L’exécuteur serra les dents. Il fut pour une fois content que le soleil du désert soit si féroce, il l’aidait à calmer ses ombres.
— Vous le savez très bien.
Le prince plissa les yeux.
— Vous êtes bien trop soucieux de la santé de ma concubine…
— Il faut bien que quelqu’un le soit, rétorqua Lohan avec un regard acerbe.
Azad donna un coup de talon à son destrier pour parvenir à sa hauteur, l’air ombrageux.
— Occupez-vous de vous-même, au lieu de risquer votre tête. Elle n’a pas besoin de vous. Elle n’a besoin de personne.
Sur ces paroles, il pressa encore son cheval pour se hisser en tête de convoi. Lohan le fixa longuement, se demandant comment il devait interpréter ces dernières phrases.
Au sud, la mer déroulait son azur orageux sous le ciel clair. Ils devaient longer la côte jusqu’aux montagnes qu’ils franchiraient par la mer avant d’enfin arriver à Hekkora. Le rebelle décida d’accorder le bénéfice du doute à ce prince insupportable. Il valait mieux être indulgent puisqu’ils passeraient certainement les six prochains mois ensembles, si ce n’est plus.
*
Kurtis pénétra dans la douceur ombreuse de la triple hutte des Arsalaïs. Le bâtiment était presque vide, ses pairs étant en train de préparer la fête de fin du Sabbah. Le jeune garçon se glissa dans l’un des deux tunnels d’accès et parvint à la hutte mineure. Là, au milieu de tas de tablettes gravées, de pierre, d’argile, et de parchemin de tissu, une silhouette assise travaillait consciencieusement. Il se baissa et s’approcha d’elle tout doucement, profitant du sol couvert de tapis pour se mouvoir en silence. Quand il atteignit son but, il effleura l’épaule de Maig.
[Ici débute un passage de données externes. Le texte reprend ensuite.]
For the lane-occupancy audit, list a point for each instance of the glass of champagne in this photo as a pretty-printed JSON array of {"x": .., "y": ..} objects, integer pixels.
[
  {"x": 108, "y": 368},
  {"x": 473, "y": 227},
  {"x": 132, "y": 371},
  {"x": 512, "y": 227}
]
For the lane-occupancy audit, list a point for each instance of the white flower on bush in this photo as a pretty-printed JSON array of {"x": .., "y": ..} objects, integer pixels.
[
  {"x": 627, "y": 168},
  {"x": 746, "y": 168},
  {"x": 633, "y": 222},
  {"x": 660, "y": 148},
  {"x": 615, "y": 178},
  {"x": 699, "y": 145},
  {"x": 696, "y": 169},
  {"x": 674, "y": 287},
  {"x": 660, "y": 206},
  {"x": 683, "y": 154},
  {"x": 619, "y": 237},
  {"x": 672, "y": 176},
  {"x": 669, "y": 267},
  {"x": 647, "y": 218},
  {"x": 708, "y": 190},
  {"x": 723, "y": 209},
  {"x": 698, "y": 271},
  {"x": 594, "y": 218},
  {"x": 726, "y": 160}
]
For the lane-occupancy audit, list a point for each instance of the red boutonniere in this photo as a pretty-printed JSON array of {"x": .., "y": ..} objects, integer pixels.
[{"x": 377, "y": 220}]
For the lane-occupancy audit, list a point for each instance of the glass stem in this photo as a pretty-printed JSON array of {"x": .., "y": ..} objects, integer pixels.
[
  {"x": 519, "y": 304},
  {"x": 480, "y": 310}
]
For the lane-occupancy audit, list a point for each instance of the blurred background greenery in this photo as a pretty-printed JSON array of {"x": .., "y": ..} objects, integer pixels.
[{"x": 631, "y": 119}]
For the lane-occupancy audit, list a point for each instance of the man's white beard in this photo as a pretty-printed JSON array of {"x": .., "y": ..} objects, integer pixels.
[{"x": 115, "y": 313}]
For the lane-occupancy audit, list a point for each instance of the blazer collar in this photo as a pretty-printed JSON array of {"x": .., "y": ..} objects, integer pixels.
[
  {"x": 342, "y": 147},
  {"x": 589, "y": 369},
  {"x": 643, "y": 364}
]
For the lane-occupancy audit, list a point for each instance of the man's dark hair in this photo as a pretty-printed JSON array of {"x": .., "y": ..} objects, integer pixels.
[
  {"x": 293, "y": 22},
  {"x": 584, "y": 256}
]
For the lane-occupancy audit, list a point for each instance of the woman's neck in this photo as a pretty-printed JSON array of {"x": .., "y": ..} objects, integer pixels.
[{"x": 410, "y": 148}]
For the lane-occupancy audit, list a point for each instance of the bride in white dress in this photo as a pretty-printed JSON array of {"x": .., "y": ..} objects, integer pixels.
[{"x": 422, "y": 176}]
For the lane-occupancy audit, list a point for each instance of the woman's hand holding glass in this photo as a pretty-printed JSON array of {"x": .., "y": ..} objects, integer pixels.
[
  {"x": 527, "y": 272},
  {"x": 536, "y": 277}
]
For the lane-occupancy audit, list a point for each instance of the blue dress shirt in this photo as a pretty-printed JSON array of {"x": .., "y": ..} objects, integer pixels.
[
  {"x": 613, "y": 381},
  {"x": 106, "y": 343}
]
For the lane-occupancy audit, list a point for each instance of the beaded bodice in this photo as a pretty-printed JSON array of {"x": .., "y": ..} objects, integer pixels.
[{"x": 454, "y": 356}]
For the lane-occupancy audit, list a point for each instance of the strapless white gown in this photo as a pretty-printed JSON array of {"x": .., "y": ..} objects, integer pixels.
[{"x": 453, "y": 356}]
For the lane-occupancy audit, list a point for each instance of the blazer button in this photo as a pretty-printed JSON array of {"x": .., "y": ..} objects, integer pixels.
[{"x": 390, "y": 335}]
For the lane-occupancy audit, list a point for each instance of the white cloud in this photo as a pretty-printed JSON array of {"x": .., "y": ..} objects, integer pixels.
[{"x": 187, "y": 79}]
Cette dernière sursauta, lâchant le bâton de bois qu’elle utilisait pour tracer dans l’argile fraîche.
— Kurtis ! Mais… tu es là ?
Il eut un sourire fier.
— Comme tu le vois.
— Co… comment as-tu fais pour que je ne sente pas ton esprit ?
Le jeune Arsalaï s’assit à côté de son ami, le menton légèrement relevé.
— C’est Hênora ! J’ai eu une séance avec elle, elle m’a appris à manipuler les Liens !
— C’est impressionnant ! Mais…
Maig prit un air pensif.
— Je ne vois pas comment tu peux utiliser ça dans la quête du secret de l’Embryon.
— Moi non plus je n’ai pas très bien compris, mais je lui fais confiance. Je sais amplifier et atténuer les Liens, je suppose que c’est pour trouver des échos plus facilement, me libérer la vue, en quelque sorte.
— Peut-être…
— Qu’est-ce que tu fais ? Encore une des corvées de Padraig ?
— Oui, je dois recopier les rapports du Sabbah. Mais là, je faisais une petite pause.
Kurtis tendit le cou pour lire les ébauches d’idéogrammes qu’elle avait tracé sur la tablette humide.
— Lumière sereine, pâle et solitaire…
— Aaaah ! Ne lis pas !
Maig se coucha sur sa tablette, le visage cramoisi.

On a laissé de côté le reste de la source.